7. The concept of parallel loan says
a. Amount of the loan moves out of the county but it serves the purpose of internal loan
also.
b. Amount of the loan moves out of the county but it serves the purpose of cross border
loan.
c. Amount of the loan moves within the county and it serves the purpose of external loan
only.
d. Amount of the loan moves within the county but it serves the purpose of cross border
loan.
8. According to one of the earliest theory proposed by Hymer on the imperfect market
a. Multinational firm is a typical imperfect market.

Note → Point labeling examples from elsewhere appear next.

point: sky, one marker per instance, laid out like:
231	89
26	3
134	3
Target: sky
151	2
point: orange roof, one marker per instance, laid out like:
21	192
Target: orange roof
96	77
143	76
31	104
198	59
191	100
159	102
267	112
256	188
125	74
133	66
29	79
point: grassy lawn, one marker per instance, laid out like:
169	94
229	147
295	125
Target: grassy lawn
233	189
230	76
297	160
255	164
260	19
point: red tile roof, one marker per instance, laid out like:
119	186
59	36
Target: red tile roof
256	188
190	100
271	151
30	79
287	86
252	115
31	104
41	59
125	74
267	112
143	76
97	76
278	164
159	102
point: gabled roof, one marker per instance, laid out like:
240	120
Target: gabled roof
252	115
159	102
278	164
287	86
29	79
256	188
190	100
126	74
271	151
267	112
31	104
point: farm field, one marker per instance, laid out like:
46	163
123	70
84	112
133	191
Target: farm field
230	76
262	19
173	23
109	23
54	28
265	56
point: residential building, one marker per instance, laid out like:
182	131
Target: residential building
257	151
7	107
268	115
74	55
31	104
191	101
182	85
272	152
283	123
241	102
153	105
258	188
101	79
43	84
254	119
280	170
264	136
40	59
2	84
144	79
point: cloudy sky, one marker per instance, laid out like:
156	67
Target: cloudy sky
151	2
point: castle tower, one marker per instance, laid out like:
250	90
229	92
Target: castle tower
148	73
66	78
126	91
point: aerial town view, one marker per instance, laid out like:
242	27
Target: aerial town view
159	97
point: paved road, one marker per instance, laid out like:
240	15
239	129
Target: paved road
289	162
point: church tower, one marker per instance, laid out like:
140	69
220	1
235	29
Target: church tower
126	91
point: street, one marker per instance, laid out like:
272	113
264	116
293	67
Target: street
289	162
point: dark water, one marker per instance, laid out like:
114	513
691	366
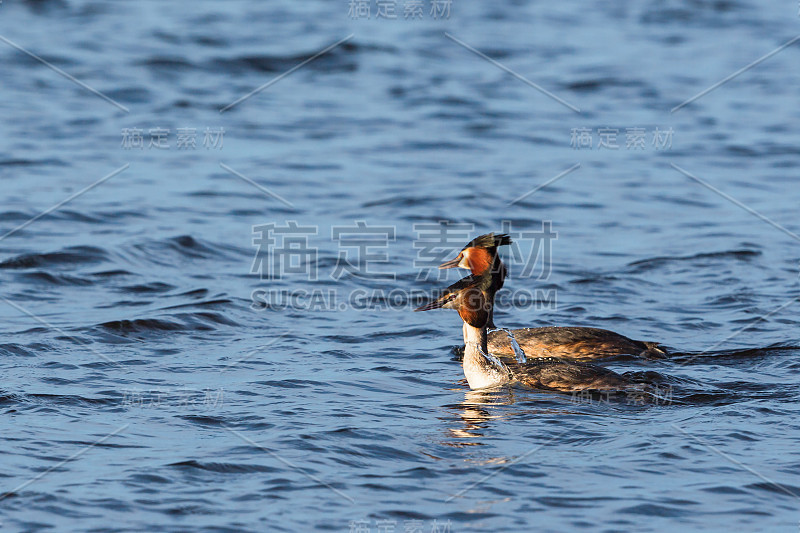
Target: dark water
130	348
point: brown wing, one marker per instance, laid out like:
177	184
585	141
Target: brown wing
571	343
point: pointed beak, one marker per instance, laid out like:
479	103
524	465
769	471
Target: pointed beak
435	304
451	264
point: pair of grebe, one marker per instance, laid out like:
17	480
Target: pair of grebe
549	354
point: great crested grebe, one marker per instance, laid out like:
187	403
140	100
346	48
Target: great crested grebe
480	256
483	370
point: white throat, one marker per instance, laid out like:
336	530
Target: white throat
481	370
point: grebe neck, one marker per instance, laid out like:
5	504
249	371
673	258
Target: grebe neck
481	370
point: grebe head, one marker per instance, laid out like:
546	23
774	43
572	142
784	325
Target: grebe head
468	297
479	254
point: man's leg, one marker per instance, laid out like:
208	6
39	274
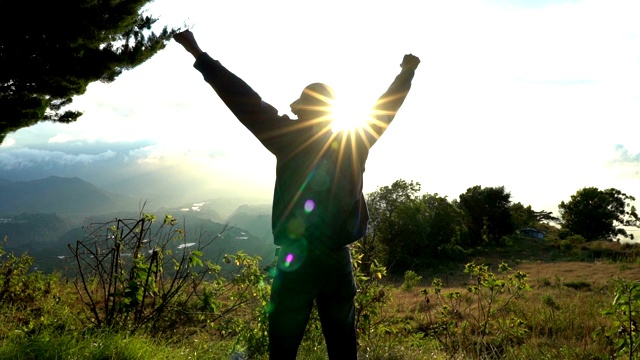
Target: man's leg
292	295
336	307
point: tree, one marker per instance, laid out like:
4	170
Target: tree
524	217
487	213
51	50
383	205
408	231
599	214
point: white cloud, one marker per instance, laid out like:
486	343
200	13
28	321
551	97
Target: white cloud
8	142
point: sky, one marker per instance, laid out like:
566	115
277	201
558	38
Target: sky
541	97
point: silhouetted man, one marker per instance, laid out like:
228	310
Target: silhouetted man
318	205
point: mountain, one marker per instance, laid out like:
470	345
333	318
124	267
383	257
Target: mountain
61	196
254	218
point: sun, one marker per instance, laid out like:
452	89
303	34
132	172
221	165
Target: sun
348	115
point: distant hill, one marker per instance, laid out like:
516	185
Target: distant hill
59	195
253	218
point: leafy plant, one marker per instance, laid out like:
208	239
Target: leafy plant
411	280
477	321
624	333
129	274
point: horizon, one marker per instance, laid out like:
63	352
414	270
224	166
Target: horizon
539	97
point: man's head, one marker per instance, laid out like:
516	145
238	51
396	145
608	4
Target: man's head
314	102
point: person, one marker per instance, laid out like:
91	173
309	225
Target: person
318	205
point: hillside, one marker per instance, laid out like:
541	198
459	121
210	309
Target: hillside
61	196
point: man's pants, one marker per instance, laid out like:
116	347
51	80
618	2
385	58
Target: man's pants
325	276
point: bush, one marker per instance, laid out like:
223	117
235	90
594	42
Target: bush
411	279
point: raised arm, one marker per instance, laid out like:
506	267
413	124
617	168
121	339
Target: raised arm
388	104
256	115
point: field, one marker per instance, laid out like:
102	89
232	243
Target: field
550	302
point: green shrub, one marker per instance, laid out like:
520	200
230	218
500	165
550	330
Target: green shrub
411	279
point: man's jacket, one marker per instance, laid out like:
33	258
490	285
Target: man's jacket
319	175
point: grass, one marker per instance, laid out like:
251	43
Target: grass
557	318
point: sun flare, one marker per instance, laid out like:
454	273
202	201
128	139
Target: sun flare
347	116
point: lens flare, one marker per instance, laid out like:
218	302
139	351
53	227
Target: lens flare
288	260
309	205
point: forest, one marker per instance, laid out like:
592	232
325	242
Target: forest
436	279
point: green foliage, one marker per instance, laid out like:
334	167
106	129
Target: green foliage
478	321
129	275
599	214
372	295
60	48
578	285
624	334
488	215
408	231
411	280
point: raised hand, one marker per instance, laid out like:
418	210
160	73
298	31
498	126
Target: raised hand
410	62
188	41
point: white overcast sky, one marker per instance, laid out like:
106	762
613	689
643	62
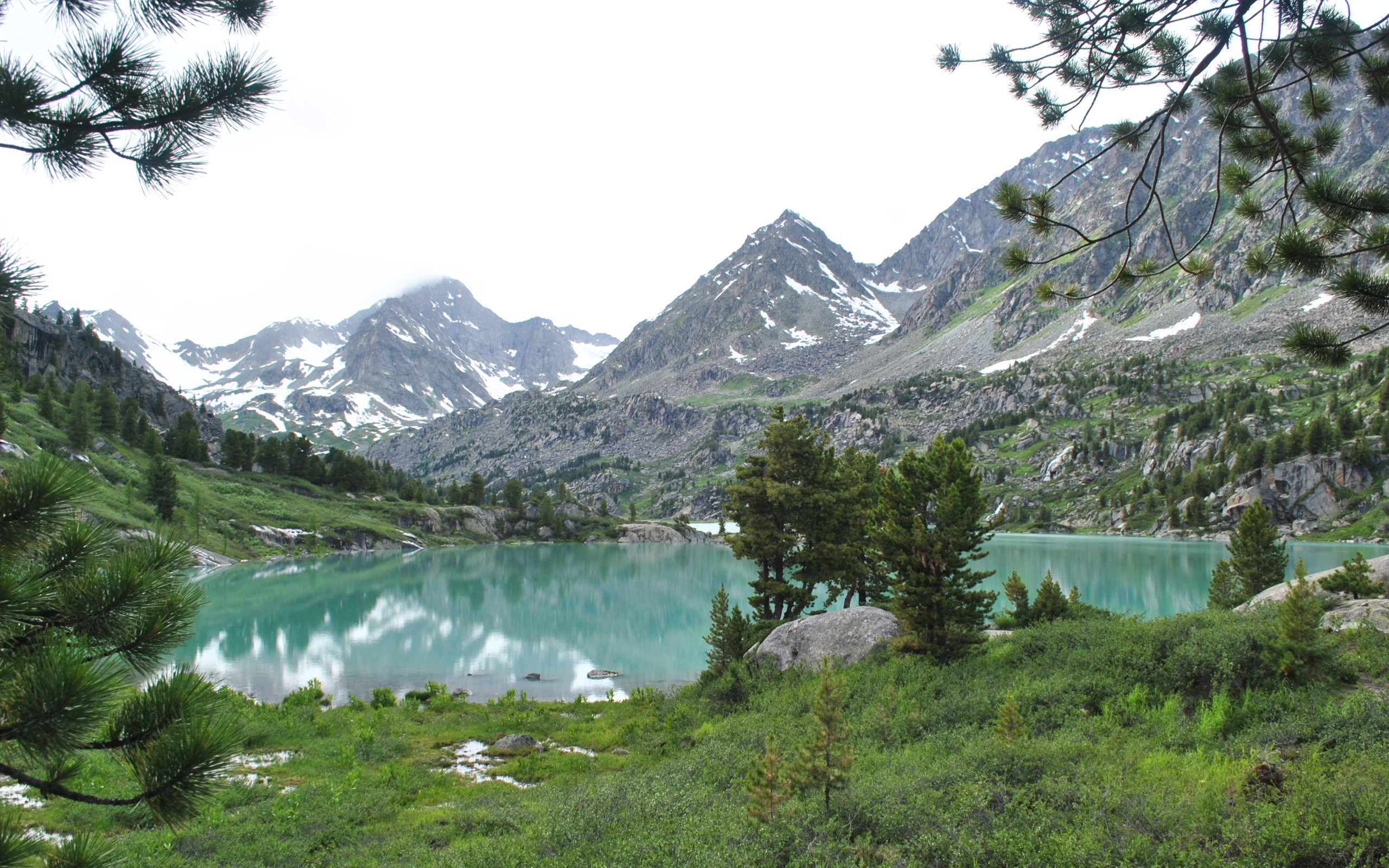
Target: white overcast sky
581	162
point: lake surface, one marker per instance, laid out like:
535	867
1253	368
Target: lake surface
482	617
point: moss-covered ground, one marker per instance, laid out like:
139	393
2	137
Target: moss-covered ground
1164	742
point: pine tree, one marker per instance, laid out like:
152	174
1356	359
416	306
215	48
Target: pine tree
1258	559
162	487
48	406
1226	589
1017	593
728	634
1273	96
80	417
768	782
1050	603
513	495
150	442
70	673
131	420
1010	725
928	529
824	762
1356	578
767	499
1299	648
107	410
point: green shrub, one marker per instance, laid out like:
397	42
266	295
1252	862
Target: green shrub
383	698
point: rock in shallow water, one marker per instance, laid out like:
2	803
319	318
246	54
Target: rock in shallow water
848	634
514	742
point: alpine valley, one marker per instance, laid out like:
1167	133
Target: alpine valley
1070	406
386	368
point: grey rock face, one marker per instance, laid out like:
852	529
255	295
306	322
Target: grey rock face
848	634
1380	573
1303	489
514	742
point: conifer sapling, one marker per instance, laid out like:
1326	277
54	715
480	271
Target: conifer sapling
768	782
1009	724
825	760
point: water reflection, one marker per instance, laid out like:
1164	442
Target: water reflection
477	617
482	617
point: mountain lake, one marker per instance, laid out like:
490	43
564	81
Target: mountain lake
484	617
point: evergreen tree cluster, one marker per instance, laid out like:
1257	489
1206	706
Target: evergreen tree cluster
814	521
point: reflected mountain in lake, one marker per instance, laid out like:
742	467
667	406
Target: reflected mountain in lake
494	611
482	617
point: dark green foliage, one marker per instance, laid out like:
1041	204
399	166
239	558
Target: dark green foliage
150	441
825	760
351	473
80	416
1016	591
768	782
1010	727
1355	578
1226	589
1273	96
84	617
107	410
48	405
271	456
513	494
1050	603
730	634
928	531
1258	559
162	487
184	441
131	431
1299	648
383	698
802	514
301	459
238	450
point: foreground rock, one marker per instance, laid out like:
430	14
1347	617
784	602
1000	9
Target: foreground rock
1342	613
653	532
514	742
1276	595
848	634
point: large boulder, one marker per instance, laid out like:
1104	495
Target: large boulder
653	532
1306	488
848	634
1278	592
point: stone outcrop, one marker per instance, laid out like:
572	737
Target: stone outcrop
846	634
653	532
1342	614
1303	489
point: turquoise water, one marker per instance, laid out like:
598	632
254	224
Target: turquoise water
482	617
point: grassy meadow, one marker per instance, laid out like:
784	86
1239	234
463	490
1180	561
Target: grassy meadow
1164	742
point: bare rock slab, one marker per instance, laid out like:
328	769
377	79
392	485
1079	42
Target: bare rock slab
848	634
516	741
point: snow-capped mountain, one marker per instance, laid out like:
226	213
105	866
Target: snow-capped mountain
392	366
789	299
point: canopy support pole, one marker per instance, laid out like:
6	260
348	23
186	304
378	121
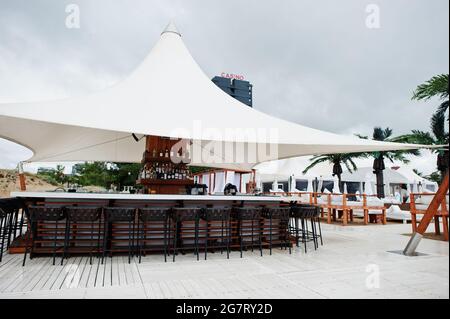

b. Multinational firm is a perfect market
c. One should not look for control if want the maximum profit
d. None
9. If the NVP(net present value) from parent’s perspective and from the subsidiary’s
perspective are positive and negative respectively then
a. Project can not be accepted
b. Project shall be accepted
c. Project may be accepted but it is doubtful how far useful for parent unit.
d. Project may be accepted but chance of loss in host country currency will be there.
10. If ‘A’ and ‘B’ are the price elasticity of demand for import and export respectively then
devaluation helps to improve current account balance, only if
a. 2A + B is greater than 1.
b. A - B is equal to 0.
c. A+B is greater than 1.
d. A + B is lesser than 0.
Part Two:
1. Write a note on ‘Fixed Parity System’ for exchange rates.
2. What are Direct & Indirect Quotes of exchange rates?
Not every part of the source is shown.